第46話 勘違い
僕達はいつも通り早めに転移して、休憩してから皇帝陛下の謁見へ向かう。
今日はルカニエとカンは来ておらず、陛下とサリナと3人で。大事な話があるって言うから、少し緊張する。
ガチャッと扉を開けると、皇帝陛下が座っていた。僕達を見てすぐ立ち上がり、挨拶をする。
「よく来てくれた。さあ、掛けてくれたまえ」
「「失礼致します」」
「先代国王の件は誠に遺憾だった。素晴らしい国王だった」
「そうですね。でも、最後に話が出来たから悔いはないです」
「話というのは……ああ、話したくないならいい。無理に聞くつもりは……」
「いえ、大丈夫です。話させてください。
私が後継者になると決まるまで、父は私を愛してくれました。父だけが私を愛してくれた。でも、いつしか私を遠ざけるようになり、教育ばかりに力を入れるようになりました。
そんな父が憎かった。父が認知症になり、次第に仕事が出来なくなりました。その時も、父は人を寄せつけなかった。
ついには人の区別もつかなくなった父が、私のことを探しては謝りたいと呟き始めました。今更もう遅かった。腹が立ちました」
「そんな事があったとは……かなしいものだな」
「そうですね。でも、最後、私は勇気を振り絞って、女性の姿で父の前に現れた。すると、父が話してくれたんです。ずっと謝りたかったと。私の幸せを願っていると。いざ聞いてみると、あんなに憎かった父が優しい父に見えた。だから、悔いは無いです」
「そうか。それならよかった。

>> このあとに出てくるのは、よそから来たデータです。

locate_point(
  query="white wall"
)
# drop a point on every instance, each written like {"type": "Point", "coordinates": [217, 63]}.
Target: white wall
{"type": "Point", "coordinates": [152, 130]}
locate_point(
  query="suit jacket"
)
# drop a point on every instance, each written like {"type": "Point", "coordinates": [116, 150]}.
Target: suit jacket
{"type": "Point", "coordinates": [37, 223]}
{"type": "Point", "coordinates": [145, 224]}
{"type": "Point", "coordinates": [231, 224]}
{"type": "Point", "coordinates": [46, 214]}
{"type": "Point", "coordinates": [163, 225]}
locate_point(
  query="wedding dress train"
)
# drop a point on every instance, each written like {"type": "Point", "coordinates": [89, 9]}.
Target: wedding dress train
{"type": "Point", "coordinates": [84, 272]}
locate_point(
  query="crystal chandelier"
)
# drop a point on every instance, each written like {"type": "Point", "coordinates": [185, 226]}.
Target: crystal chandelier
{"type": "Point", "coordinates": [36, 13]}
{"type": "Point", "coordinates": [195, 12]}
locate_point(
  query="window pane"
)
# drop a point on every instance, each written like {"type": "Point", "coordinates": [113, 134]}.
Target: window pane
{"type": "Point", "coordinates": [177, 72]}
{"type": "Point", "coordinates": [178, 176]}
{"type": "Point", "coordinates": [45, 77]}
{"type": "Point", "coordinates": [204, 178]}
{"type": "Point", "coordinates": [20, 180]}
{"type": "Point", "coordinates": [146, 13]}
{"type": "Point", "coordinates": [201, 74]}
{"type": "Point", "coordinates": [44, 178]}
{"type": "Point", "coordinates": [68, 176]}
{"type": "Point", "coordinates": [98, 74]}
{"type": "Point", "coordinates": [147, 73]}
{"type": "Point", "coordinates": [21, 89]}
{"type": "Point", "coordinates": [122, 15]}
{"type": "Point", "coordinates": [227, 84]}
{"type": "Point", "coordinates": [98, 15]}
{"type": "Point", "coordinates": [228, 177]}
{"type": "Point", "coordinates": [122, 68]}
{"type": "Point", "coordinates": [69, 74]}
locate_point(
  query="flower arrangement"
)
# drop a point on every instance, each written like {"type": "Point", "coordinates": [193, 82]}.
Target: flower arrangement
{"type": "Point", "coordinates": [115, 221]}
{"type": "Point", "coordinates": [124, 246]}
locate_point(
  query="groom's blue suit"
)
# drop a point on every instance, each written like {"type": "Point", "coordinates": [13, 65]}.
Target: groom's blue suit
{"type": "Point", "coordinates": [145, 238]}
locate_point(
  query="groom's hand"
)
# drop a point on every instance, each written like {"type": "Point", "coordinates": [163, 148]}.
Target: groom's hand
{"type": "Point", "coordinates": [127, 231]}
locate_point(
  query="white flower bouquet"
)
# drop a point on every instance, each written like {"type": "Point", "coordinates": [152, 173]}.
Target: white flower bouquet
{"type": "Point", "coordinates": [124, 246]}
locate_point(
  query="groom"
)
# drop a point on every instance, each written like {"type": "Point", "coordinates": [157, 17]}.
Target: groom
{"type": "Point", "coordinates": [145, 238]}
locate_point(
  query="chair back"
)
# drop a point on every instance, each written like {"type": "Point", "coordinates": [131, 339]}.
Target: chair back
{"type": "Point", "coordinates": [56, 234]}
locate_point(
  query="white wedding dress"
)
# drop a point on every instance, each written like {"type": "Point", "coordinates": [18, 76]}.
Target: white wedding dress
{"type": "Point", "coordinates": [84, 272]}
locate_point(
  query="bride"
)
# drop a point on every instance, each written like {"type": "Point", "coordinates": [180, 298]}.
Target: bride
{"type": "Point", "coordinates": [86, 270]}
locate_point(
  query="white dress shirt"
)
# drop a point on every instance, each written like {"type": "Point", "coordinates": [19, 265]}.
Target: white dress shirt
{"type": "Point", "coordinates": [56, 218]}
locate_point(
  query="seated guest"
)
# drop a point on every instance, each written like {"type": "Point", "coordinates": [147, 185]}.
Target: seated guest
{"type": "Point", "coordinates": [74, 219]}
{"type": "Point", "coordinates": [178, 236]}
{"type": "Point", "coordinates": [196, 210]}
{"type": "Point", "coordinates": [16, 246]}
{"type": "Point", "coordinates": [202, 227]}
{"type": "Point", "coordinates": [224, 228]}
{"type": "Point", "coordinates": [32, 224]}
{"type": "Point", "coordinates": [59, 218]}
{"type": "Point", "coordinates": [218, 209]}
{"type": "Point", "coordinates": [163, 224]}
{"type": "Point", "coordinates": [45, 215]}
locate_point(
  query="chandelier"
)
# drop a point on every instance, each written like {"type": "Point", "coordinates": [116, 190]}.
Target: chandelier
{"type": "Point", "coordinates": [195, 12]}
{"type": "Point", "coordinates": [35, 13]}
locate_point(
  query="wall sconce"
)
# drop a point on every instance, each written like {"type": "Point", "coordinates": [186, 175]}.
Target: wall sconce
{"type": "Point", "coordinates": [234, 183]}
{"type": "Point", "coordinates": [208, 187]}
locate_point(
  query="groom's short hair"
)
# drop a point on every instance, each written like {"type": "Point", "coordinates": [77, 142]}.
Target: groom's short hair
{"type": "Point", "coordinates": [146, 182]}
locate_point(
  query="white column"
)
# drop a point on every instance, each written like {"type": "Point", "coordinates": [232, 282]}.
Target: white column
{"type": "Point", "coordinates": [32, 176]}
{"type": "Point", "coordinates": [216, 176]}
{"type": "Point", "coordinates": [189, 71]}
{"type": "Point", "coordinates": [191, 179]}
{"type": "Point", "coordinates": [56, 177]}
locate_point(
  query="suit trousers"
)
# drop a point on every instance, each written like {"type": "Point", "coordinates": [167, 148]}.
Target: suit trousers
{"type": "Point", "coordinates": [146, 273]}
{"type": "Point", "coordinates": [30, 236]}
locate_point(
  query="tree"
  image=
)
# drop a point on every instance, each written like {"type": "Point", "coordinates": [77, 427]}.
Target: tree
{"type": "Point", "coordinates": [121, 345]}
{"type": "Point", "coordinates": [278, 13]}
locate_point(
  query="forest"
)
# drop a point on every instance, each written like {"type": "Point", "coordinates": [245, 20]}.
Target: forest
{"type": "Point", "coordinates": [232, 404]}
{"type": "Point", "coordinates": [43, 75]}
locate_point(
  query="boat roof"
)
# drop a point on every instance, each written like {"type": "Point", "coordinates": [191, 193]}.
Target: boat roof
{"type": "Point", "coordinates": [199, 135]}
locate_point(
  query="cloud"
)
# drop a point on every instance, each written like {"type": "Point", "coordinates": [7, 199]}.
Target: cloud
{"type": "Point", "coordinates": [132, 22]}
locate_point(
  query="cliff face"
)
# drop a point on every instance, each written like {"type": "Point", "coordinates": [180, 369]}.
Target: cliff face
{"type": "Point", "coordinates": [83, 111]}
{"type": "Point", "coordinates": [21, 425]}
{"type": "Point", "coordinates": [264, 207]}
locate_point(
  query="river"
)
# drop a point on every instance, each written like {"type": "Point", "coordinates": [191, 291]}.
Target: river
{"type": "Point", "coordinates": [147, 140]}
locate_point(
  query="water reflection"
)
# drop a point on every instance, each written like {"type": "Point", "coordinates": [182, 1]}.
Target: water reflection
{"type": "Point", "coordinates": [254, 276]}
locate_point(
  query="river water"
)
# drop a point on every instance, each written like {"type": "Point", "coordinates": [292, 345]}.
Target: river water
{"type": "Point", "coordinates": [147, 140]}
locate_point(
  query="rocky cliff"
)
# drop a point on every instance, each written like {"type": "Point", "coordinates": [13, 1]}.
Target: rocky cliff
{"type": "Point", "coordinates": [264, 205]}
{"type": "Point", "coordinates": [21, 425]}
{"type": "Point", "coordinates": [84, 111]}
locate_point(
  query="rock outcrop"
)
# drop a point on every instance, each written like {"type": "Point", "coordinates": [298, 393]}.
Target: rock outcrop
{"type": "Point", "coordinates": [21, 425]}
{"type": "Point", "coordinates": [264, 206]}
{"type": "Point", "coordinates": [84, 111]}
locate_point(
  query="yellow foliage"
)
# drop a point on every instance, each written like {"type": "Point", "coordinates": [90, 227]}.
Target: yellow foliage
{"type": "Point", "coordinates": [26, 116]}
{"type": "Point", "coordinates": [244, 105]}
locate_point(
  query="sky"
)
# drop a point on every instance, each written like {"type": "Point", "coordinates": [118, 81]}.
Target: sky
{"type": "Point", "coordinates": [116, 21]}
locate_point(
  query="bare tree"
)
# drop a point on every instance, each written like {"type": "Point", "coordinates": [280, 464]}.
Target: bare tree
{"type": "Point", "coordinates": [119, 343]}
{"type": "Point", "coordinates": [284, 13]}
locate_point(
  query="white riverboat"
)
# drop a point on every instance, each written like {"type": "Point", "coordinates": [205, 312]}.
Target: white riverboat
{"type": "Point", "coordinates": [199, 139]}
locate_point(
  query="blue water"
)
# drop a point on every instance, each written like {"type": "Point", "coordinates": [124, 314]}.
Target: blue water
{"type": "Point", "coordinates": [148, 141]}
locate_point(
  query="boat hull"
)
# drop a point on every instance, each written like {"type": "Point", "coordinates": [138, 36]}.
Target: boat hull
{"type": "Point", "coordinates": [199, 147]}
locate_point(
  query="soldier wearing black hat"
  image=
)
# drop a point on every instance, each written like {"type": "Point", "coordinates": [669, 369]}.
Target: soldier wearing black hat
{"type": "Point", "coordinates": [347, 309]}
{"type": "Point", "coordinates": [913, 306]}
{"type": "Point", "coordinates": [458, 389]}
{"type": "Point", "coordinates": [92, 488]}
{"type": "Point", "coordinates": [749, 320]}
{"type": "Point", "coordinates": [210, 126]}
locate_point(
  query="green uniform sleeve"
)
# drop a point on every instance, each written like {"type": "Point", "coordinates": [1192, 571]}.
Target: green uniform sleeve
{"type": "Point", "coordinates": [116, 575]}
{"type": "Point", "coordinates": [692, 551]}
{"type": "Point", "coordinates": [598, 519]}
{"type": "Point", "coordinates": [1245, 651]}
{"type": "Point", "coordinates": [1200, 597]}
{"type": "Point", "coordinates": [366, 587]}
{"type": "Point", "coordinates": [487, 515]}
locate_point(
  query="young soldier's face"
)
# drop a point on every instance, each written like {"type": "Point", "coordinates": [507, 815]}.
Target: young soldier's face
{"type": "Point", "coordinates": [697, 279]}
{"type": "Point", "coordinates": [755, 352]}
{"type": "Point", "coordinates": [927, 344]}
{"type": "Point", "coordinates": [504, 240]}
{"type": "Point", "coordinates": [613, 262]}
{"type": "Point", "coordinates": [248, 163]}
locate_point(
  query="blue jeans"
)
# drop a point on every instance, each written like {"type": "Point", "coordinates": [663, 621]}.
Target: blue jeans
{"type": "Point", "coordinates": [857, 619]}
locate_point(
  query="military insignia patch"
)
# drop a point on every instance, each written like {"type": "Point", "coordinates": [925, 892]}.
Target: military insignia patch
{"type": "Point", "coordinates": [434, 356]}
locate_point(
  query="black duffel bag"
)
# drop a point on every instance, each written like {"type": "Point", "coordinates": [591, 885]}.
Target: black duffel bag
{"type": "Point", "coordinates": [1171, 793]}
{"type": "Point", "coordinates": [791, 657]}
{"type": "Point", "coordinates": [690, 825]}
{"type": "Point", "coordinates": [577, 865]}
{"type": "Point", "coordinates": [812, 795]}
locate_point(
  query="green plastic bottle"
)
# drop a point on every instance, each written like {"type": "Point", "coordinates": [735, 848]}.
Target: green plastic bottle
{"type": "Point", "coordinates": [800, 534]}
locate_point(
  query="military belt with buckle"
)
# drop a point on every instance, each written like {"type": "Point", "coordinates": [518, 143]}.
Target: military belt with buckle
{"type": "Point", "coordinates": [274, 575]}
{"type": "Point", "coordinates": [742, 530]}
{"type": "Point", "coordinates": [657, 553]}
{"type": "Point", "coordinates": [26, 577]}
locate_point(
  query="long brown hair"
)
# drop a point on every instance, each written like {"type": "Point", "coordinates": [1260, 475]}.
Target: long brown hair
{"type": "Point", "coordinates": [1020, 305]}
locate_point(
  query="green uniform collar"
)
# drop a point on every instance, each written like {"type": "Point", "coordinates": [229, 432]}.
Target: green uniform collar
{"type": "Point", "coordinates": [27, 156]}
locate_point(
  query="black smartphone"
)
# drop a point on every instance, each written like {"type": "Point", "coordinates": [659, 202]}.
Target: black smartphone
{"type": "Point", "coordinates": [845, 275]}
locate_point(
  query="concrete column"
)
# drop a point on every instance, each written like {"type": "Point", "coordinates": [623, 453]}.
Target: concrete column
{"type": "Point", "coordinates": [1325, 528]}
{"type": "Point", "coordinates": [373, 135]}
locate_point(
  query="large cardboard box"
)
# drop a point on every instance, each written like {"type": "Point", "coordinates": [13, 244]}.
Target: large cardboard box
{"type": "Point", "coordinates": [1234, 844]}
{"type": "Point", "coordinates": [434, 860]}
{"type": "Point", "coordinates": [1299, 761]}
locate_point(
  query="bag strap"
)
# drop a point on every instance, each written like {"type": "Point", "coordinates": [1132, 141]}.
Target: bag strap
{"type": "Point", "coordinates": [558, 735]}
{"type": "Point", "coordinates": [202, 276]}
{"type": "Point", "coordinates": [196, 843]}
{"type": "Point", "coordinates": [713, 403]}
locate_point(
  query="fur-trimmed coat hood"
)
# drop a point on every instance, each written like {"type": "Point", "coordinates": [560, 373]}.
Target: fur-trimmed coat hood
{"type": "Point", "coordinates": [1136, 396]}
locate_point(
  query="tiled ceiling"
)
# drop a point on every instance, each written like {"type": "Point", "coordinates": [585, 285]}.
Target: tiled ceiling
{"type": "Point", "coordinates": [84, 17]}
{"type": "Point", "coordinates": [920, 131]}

最後に話が出来てよかったな」
やはり皇帝陛下が悪い人とは思えない。今日は特にそう思う。陛下は気付くだろうか?
「はい」
「しんみりしてしまったな。さあ、紅茶を飲んでデザートでも食べながら話そう」
「「お気遣い感謝致します」」
「ところで、ソウ……いや、オレリア。お前はアシュと恋人になったのか?」
皇帝陛下には僕が陛下のこと女性と知っていることは、話していない。さっきの陛下の発言で気付いたのだろう。
しかし、恋人になったことまで気付くなんて……。
「ッ……ゴホゴホ!!」
「はっはっはっは! なんとも面白い。そこの者、ハンカチを」
「すみません……いつからお気付きで?」
「君達が両想いなのは気付いていたさ。今日久々に見ると雰囲気が違うもんでな」
「な、なんとも……お恥ずかしい」
「恥ずかしがることでは無いさ。俺には恋愛のよさがよくわからんが、お前を見てるとそう悪いものでもなさそうだ」
「私はどう見えているのですか?」
「幸せそうだ。いつも哀しそうだった」
「はぁ……皇帝陛下には頭が上がりませんね」
「勘が鋭いのでな。アシュ、お前もそれに気付いていただろう?」
「へぁ?! そ、そうですね。気付いていました」
「はっはっは。お前達はそろって面白いやつだ。オレリアを頼むぞ」
「はい!!」
「いい返事だ」
「私もとっても嬉しいです。2人とも幸せそうで」
「本当だな。サリナは補佐官を辞めるまで本当に頑張っていた。尊敬している」
「ありがたきお言葉です……!」
「それはそうと……大事な話があってな。オレリア、お前を女王にするための法律だ。法律を変えるのに、終盤まで事が進んでいる」
「それはなんと……嬉しい報告です」
「それに伴って……そろそろ準備をした方がいい。盛大に発表するからな。パーティーの準備は任せてくれていいが、ドレスや支持を集めておくなど……しておいた方がいいだろう」
「皇帝陛下、発言してもよろしいですか?」
「アシュ、発言は自由にしてくれ」
「ありがとうございます。ドレスに関しては、僕と陛下で進めているところです」
「ほう。なかなかやるじゃないか」
「私の補佐官ですから」
「補佐官、兼恋人だな」
「……はい」
陛下は嬉しそうに笑った。
「支持を集めるなら、私も協力します!! 隣国の公爵夫人として!」
「頼もしいな。サリナ、補佐官を辞めてもオレリアを支えてくれて感謝しているよ」
「ふふ、光栄です。皇帝陛下!」
「あの……皇帝陛下。皇帝陛下はなぜ、オレリア陛下のためにここまでしてくださってるんですか?」
もう、聞くしかないと思った。この返答によって、陛下の気持ちは変わると思う。皇帝陛下を信じて、質問してみる。
「そうだな……そういえば話していなかったな。これは話が長くなるが、構わないかな?」
「大丈夫です!」
「私も気になってました! 聞きたいです!」
「私も……どうしてですか?」
「それはオレリア、お前が後継者と決まった後、初めて会った時に遡る。その時、まだお前は男としての振る舞いを練習している途中だったな。お前の話し方や動きに違和感を覚えた。それは些細な違和感だったから、気づいたのは私くらいだっただろうな。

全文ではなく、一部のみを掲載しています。